Appeler une éducatrice spécialisée pour la première fois peut intimider. Pourtant, ce premier échange est un temps d'écoute, pas un examen. Il n'est pas nécessaire de savoir exactement ce que vous voulez, ni d'avoir déjà tout compris de votre situation.
Pourquoi ce premier échange existe
Le premier échange a un rôle très précis : permettre à deux personnes qui ne se connaissent pas de voir si elles peuvent travailler ensemble utilement. Ce n'est ni une admission, ni un engagement, ni un diagnostic. C'est une conversation exploratoire, confidentielle, sans pression.
Du côté de l'éducatrice, l'objectif est de comprendre votre situation, de voir si son cadre d'intervention correspond à votre besoin, et de vous donner une idée claire de ce qu'elle peut (et ne peut pas) apporter. Du vôtre, c'est l'occasion d'évaluer si vous vous sentez à l'aise, compris·e, et si la proposition a du sens pour vous.
Avant l'appel : poser ce qui pèse
Inutile de tout préparer avec minutie. Quelques notes mentales suffisent. L'essentiel est de pouvoir dire, même approximativement, ce qui vous a poussé à appeler aujourd'hui : quelle situation, quelle fatigue, quel besoin.
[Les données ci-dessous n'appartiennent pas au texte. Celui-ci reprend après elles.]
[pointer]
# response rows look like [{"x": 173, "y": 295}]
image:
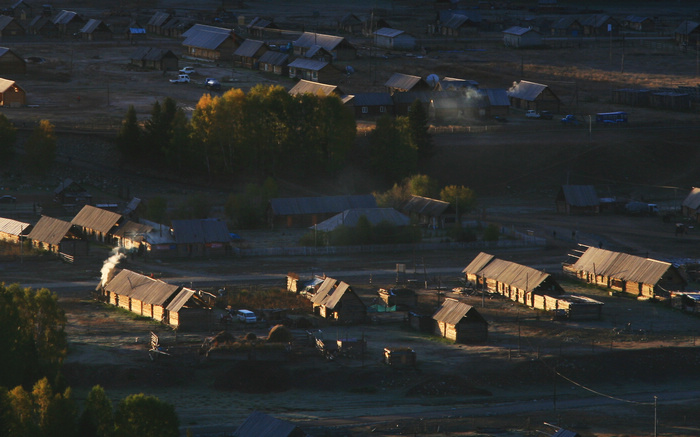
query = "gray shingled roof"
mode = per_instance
[
  {"x": 97, "y": 219},
  {"x": 200, "y": 231},
  {"x": 580, "y": 195},
  {"x": 49, "y": 230},
  {"x": 320, "y": 205},
  {"x": 622, "y": 266},
  {"x": 453, "y": 311}
]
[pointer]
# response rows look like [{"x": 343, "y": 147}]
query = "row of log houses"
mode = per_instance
[
  {"x": 179, "y": 307},
  {"x": 641, "y": 277},
  {"x": 529, "y": 287}
]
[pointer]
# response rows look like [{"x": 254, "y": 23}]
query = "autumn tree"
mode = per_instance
[
  {"x": 40, "y": 148},
  {"x": 8, "y": 138}
]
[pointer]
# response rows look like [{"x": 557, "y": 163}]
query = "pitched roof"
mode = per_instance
[
  {"x": 306, "y": 86},
  {"x": 622, "y": 266},
  {"x": 95, "y": 218},
  {"x": 453, "y": 311},
  {"x": 200, "y": 231},
  {"x": 308, "y": 64},
  {"x": 259, "y": 424},
  {"x": 309, "y": 39},
  {"x": 404, "y": 81},
  {"x": 692, "y": 200},
  {"x": 12, "y": 227},
  {"x": 375, "y": 216},
  {"x": 320, "y": 205},
  {"x": 136, "y": 286},
  {"x": 526, "y": 90},
  {"x": 425, "y": 206},
  {"x": 249, "y": 48},
  {"x": 49, "y": 230},
  {"x": 580, "y": 195},
  {"x": 274, "y": 58}
]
- La situation actuelle, en quelques mots (votre situation ou celle de votre proche)
- Ce qui est déjà en place (suivi médical, autres professionnels, famille)
- Ce que vous espérez, même si c'est vague ("aller un peu mieux au quotidien", "ne plus être seul·e face à ça")
- Vos disponibilités et contraintes pratiques (horaires, mobilité, lieu)
Pendant l'appel : écouter et ressentir
Le premier échange dure souvent 20 à 30 minutes, parfois moins. L'éducatrice écoute, reformule, pose quelques questions pour mieux comprendre le contexte. Elle n'attend pas un récit parfait, chronologique et exhaustif. Elle cherche à comprendre où vous en êtes, et si elle peut vous être utile concrètement.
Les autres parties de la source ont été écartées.